Subject Area Cognitive, Systems and Behavioural Neurobiology
Term since 2025
Project identifier Deutsche Forschungsgemeinschaft (DFG) - Project number 532521431
 
Social interactions among individuals often rely on the exchange of vocalizations. However, our understanding of the fundamental neural mechanisms governing the coordination of vocal communication throughout vertebrate classes is limited. Here, we propose to address the mechanisms underlying vocal motor control and audio-vocal integration across vertebrates.

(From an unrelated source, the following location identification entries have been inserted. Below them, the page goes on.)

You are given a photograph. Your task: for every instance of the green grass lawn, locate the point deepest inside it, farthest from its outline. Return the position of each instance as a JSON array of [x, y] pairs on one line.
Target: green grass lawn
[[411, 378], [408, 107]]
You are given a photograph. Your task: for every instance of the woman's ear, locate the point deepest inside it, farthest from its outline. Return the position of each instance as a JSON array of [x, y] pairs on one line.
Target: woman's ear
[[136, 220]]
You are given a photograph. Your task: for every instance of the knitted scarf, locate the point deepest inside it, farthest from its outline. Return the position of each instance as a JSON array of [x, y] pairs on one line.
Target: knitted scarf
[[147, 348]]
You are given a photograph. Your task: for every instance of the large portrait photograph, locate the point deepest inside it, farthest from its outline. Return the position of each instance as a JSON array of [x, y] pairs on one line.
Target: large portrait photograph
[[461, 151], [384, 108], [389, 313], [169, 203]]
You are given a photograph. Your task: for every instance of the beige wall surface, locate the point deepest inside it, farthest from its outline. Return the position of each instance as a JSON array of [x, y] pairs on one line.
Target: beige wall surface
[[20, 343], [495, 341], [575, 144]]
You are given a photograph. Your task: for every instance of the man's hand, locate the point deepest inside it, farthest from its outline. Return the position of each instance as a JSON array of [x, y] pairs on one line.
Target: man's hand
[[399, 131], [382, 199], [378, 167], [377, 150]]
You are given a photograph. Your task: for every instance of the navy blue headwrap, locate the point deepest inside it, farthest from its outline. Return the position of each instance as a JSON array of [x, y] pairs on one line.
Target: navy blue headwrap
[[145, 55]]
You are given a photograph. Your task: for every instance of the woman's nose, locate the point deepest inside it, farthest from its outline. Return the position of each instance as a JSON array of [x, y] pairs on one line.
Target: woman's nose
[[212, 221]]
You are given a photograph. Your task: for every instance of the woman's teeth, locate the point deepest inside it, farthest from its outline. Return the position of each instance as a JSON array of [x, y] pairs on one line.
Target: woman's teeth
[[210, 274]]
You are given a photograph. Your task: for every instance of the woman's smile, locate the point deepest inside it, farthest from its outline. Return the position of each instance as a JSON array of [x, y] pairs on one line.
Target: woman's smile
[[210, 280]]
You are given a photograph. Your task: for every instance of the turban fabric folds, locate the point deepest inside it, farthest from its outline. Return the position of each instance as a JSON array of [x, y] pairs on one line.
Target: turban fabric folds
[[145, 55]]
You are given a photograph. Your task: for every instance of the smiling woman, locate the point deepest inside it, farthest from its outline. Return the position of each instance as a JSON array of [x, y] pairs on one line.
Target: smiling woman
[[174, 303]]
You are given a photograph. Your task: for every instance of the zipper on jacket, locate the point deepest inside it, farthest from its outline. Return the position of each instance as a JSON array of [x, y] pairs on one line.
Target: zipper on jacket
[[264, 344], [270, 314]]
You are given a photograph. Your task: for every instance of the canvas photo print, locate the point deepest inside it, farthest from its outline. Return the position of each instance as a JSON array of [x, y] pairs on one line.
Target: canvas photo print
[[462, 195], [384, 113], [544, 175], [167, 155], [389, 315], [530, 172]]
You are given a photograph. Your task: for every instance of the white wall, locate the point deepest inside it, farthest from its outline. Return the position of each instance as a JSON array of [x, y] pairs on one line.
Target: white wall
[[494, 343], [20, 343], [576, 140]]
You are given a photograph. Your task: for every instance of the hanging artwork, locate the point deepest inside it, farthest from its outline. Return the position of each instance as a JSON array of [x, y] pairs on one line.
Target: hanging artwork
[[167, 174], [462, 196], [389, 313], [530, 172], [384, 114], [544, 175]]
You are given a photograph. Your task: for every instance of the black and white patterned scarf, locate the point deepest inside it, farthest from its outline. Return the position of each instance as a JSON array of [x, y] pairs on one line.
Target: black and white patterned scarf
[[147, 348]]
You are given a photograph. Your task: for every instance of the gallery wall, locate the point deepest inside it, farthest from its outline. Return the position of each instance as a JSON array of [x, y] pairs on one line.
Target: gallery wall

We plan to link research on vocal communication in diverse model systems (from fish to birds to several mammalian species including human) with neuroethological, neurophysiological (from single cell level to whole brain measurements), and computational approaches. While each selected animal model is featuring unique vocal behaviors and advantages, we also aim to find ways in which we can experimentally manipulate vocal behavior in comparable ways across taxa. Our overarching goal is to understand the contribution of cortical and subcortical areas to vocal communication. We will investigate species with different degrees of vocal flexibility and study different levels of neural complexity from single cell to large-scale neural networks. Therefore, we will explore the neural networks underlying vocal motor control and record from vocal production circuits within midbrain and brainstem areas, as well as cortical structures during either spontaneous or context-specific vocalizations. Hereby, we will focus on understanding the neural activity patterns resulting in affective as well as volitionally controlled vocalizations in different behavioral states. Furthermore, we aim to understand the neural correlates of auditory perception during vocal interactions. By uncovering broadly relevant algorithms across taxa that span 800 million years of evolution, we will transform our understanding of the wide range of cognitive and sensorimotor processes required by human communication.